Erasend is one of our esteemed commenters who regularly delivers solid prose and good arguments – sometimes contentious and sometimes probing new territory – and not afraid to disagree with anyone or everyone – including your publisher. Erasend made a comment shortly after the last hearing – before Judge Eric Komitee – in the civil case of Sarah Edmondson, et al, against Keith Raniere et al – the case I shall often refer to as the NXIVM case or better yet – the Bronfman NXIVM case.
It goes without saying – or at least it should – that the opinions of Erasend are entirely his own and do not necessarily reflect the opinions of Frank Report. The photo below is not an actual photograph of Erasend but rather what I imagine him to look like since he is after all anonymous not only to our readers but to myself as well.
So yeah, pretty typical paper pushing meeting. Requiring everyone to show up instead of teleconference was a complete waste of time, money, and resources.
Judges really need to get over their traditional approach to court.
My opinion has nothing to do with the who is involved (like for some), I just find that requiring people to fly in, dress up, stand before a judge so he can feel the thrill of power is just stupid and counterproductive.
All that should only be necessary when there is a lot of moving parts involved like during the actual trial. But these paper pushing meetings are really just between the lawyers, the judge, and maybe a few questions to plaintiffs and defendants. Type of stuff that teleconferencing is perfect for.
The dressing down that everyone was hoping for didn’t happen because Michele Hatchette isn’t a defendant and the judge has no control over her, which he surprisingly admitted on the record.
She is just a busybody inserting her ego into a situation that currently has nothing to do with her. As I said before, “fuck Hatchette.”
Anyone that gives her vicious ass oxygen are subverting the judicial process and the privacy of others for no meaningful reason beyond ego.
To me, this last court meeting was a disaster for Neil Glazer and huge victory for Nicki Clyne and company. The Bronfman’s came out even – but now have a clear path to potential victory.
Glazer’s position was been significantly weakened and likely will increase pressure to settle. This can be reversed depending on how the judge decides on bifurcation and dismissal (judges tend to not want to dismiss cases).

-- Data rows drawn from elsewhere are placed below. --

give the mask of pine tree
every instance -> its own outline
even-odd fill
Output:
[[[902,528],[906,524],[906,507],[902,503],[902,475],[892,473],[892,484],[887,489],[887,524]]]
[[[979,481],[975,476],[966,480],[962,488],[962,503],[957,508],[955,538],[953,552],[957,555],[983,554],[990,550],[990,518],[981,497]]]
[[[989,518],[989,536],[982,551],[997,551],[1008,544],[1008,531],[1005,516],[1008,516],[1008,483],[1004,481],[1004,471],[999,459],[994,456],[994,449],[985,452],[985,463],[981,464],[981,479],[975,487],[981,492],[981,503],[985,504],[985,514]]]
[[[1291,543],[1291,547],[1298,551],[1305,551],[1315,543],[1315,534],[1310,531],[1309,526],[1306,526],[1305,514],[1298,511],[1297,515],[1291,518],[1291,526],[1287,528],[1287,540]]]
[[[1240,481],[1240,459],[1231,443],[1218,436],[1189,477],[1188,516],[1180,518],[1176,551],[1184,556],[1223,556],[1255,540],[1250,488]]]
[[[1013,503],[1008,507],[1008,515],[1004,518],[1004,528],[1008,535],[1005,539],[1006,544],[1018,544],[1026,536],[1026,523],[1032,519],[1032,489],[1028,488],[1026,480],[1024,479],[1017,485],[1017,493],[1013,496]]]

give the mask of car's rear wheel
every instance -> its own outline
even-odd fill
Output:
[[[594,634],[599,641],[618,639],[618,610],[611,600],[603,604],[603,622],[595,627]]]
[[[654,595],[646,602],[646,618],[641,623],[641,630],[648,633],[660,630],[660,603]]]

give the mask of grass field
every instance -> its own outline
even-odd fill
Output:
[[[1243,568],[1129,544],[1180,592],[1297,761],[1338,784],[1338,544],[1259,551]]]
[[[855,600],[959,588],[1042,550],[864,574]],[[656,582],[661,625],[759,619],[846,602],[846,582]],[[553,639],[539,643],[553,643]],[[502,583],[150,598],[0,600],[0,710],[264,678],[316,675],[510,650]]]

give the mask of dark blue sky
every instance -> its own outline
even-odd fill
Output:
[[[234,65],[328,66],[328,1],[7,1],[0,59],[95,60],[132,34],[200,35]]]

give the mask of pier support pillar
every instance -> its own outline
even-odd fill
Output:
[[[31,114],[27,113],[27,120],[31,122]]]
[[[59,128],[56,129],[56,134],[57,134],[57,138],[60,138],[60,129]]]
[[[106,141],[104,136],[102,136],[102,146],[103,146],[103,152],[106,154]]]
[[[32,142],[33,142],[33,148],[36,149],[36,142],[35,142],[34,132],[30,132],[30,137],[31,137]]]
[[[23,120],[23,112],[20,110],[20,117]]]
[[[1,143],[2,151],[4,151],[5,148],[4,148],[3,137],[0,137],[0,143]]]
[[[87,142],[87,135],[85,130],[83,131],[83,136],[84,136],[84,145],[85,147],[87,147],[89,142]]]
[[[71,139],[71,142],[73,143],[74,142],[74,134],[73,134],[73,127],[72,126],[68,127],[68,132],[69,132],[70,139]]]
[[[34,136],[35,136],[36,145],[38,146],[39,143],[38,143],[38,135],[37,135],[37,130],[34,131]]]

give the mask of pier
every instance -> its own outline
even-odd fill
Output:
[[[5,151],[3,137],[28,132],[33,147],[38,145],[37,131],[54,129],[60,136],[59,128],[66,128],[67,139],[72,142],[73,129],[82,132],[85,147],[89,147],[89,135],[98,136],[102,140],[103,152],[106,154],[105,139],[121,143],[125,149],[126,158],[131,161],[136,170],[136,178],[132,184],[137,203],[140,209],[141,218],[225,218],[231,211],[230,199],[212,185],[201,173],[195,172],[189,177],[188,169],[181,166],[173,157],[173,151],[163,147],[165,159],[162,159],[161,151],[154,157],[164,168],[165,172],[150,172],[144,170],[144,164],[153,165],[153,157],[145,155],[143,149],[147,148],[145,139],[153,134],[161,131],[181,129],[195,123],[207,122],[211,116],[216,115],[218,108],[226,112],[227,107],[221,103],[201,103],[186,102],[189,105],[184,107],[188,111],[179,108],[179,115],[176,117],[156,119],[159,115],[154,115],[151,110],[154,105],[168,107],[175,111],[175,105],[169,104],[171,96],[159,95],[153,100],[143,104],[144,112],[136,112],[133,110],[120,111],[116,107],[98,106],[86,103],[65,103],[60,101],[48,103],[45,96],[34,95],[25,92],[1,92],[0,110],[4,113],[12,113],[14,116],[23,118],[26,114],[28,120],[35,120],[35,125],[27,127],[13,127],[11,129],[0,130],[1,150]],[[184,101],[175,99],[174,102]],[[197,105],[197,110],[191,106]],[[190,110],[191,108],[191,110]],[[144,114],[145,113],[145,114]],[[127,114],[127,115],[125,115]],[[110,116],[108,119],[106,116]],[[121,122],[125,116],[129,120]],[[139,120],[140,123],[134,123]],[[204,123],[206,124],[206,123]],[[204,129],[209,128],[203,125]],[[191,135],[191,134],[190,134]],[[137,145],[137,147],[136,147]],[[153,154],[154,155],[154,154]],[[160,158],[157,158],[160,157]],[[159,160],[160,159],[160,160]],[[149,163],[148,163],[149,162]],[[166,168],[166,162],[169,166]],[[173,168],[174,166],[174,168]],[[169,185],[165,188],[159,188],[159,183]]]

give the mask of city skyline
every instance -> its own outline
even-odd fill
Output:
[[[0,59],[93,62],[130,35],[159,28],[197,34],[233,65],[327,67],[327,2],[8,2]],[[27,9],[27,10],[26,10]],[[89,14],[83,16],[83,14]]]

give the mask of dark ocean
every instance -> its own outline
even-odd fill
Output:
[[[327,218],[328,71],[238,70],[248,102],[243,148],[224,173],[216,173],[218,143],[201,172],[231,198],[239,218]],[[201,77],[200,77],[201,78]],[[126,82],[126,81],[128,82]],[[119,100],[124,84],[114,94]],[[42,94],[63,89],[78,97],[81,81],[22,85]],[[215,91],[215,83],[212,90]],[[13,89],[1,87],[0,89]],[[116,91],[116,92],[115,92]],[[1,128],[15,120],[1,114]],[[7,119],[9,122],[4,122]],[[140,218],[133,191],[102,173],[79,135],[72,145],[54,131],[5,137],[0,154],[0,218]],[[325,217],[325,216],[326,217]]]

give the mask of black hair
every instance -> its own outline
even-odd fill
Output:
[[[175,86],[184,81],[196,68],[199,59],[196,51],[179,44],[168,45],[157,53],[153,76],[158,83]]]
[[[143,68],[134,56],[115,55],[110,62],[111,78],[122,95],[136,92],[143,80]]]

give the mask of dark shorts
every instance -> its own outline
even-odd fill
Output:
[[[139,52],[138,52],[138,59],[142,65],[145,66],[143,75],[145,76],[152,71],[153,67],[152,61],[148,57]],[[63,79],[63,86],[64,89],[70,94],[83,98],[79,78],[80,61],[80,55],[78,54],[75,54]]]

I had already thought the decision to bifurcate had been sorted. Dumb assumption on my part because still early in the case.
I would be shocked if the judge doesn’t do it, as keeping the DOS claims and the NXIVM consumer fraud claims together will most definitely create many avenues of appeal.
Judge Komitee is right, “every defendant seems to be accused of everything” which is a problem considering the charges.
Bifurcation would effectively end the lawsuit as I see it. It doesn’t appear the Bronfmans had anything to do with the creation of DOS. I would say everything Glazer is planning hinges on DOS. The DOS activities with the blackmail, branding and sex is how he gets the jury to hate the defendants. Hating the defendants is how you get mega bucks.
Without the Bronfman’s as part of that, he can still pursue it, but it would be a waste of his time and money as all that remains are defendants with shallow pockets that would never be able to pay whatever amount the jury decided on. Yeah some will say Clyne has money, but she definitely doesn’t have millions.
Bifurcation likely will mean the DOS stuff will not be usable in the cases about forced labor and fraud. Those will be difficult for Glazer to win on their own merits. The “profit” part of it doesn’t even exist for the Bronfmans, They didn’t make money off of NXIVM. It was a money drain by everything I have read. As keep saying, many of the plaintiffs are a huge weakness for this case since many participated in the very activities they are suing for.
The Bronfman lawyers will have a lovely stream of plaintiffs who will have to admit they volunteered to work, that they volunteered to take the classes, that they volunteered to keep taking classes and so on. A steady drumbeat of up to 69 people doing variations of “yes I did do that but…” on top of any others they decide to throw on the pile will be hard for a jury to ignore.
I suspect Glazer is crunching the numbers on what a max settlement might be. It is significantly lower than it was befoeyesterday. His chances of case revival will be preventing the bifurcation or failing that keeping the Bronfman’s as defendants on the DOS aspect of the suit.